After exposing the character and motives of the false teachers, Jude instructs the faithful of the church in how they are to respond.  In verse 22 he says that we are to “show mercy to those who doubt,” and here in verse 23 he identifies two other groups of people and how we are to relate to them.

“Saving others by snatching them from the fire.” Like the angels rescuing Lot from the coming destruction on Sodom and Gomorrah, the Church is called to pluck those who have strayed from the truth out the fire.  The work of discipline within the Church ends with the elders, but has always rested upon its members. When you see a brother or sister wandering from the truth, being led astray into sin and destructive behavior, out of love and mercy we must call them to repentance and restore them to the path of righteousness.  The faithful must take drastic measures to rescue those who have fallen away, as James 5:19-20 says, “My brothers, if anyone among you wanders from the truth and someone brings him back, let him know that whoever brings back a sinner from his wandering will save his soul from death and will cover a multitude of sins.”

“To others show mercy with fear…”. Unlike the first two categories (those who doubt, and those who are in the fire), this third category seems to describe those who have completely turned from the faith and are given over to sin. Like those first two cases, however, we are to show those who are lost mercy; only here there is a caveat, mercy is combined with fear and hatred of the sin that stains.

In the OT there was a such a fear of the spread of leprosy that even the clothing of a leper was considered unclean. The risk of contamination was great, and so, while showing mercy and compassion toward the sick, the priest was careful not to contract the disease himself.  Warren Wiersbe comments on this passage, writing, “We certainly must love God’s people, but we must also hate sin. Wherever there is sin, Satan has a foothold and can go to work. Defilement spreads rapidly and secretly, and it must be dealt with drastically.”

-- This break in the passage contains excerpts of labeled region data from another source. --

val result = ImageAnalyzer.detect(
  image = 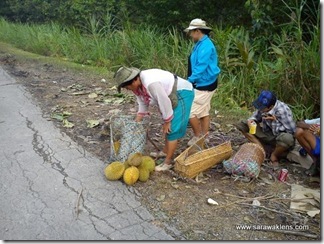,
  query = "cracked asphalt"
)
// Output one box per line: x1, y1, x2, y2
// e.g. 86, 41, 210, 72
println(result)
0, 67, 177, 240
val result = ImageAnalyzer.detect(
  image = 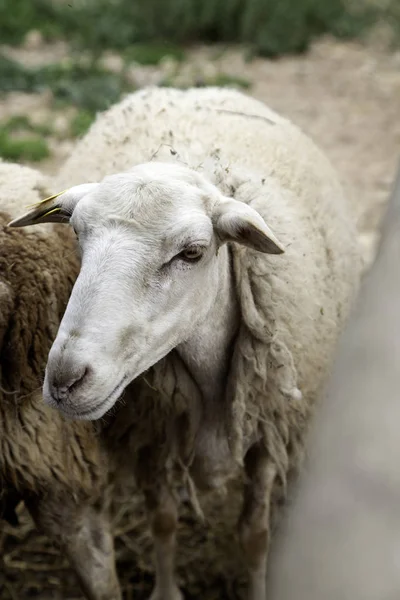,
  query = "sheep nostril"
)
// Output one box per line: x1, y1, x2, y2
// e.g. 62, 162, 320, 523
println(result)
51, 366, 90, 404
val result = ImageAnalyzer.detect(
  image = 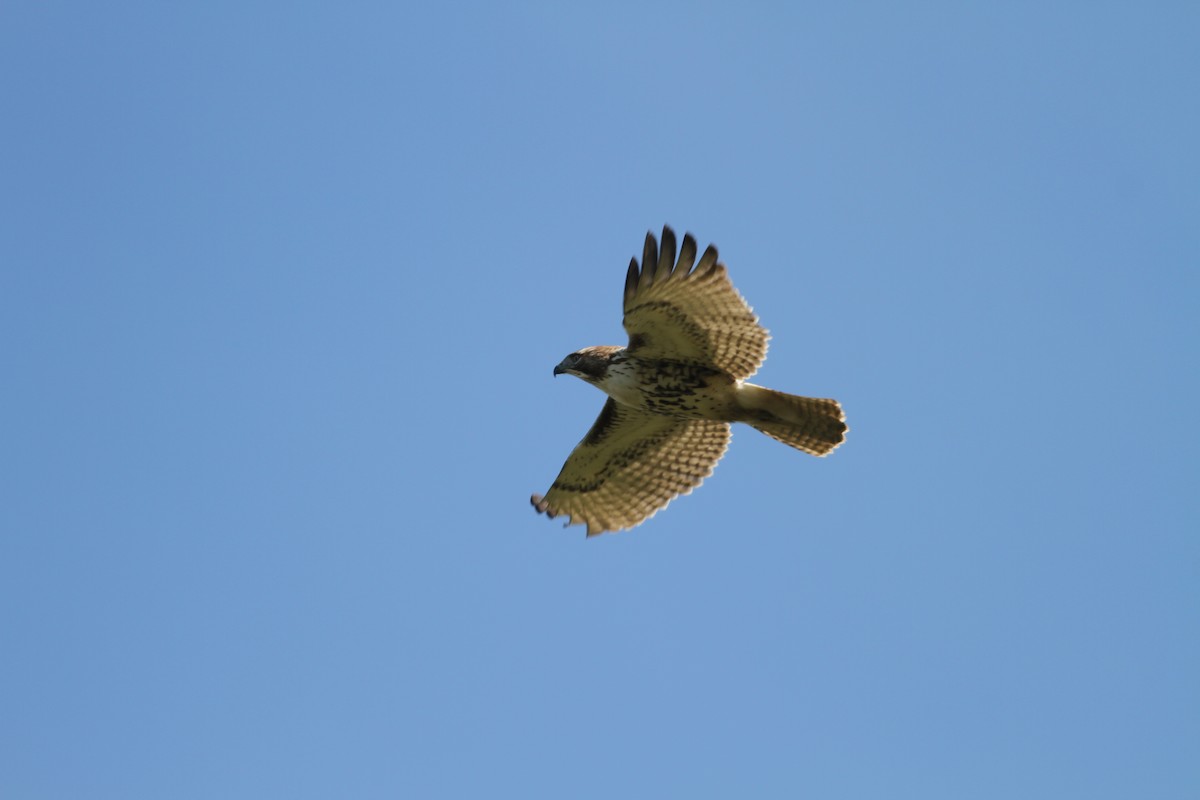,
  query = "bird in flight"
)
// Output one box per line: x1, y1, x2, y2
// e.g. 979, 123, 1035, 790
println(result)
530, 227, 847, 536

We must watch ourselves when we are ministering to the lost and those who have wandered from the faith. It is often the case that we approach those caught in sin with good intentions, only to get caught up in sin ourselves.  We confront those who are filled with arrogance, and take pride in our own orthodoxy. We give warning to those caught up in immorality, only to comfort ourselves with our own self-righteousness. In our mercy and love for those who are lost in false teaching and bound up in sin, we must be careful that we don’t get caught up in the sin as well.

The call to ministry that Jude is giving here is a call to mercy; mercy for those who doubt, mercy in rescuing the perishing, mercy to those lost in sin. Mercy, the loving-kindness and patience with others, is tempered with a healthy respect, a fear, of the very sin and corruption which has led so many astray.

In closing, I found this note from The Expositor’s Bible Commentary very helpful: “All our efforts for the reformation of others must be begun and continued with self-reformation; and therefore St. Jude insists on the necessity for spiritual progress and prayer, before advising as to the treatment of the fallen. It is while we are earnestly detesting and contending against a particular sin in ourselves that we can most safely and effectually deal with that sin in others.”

Be merciful, be careful, be faithful!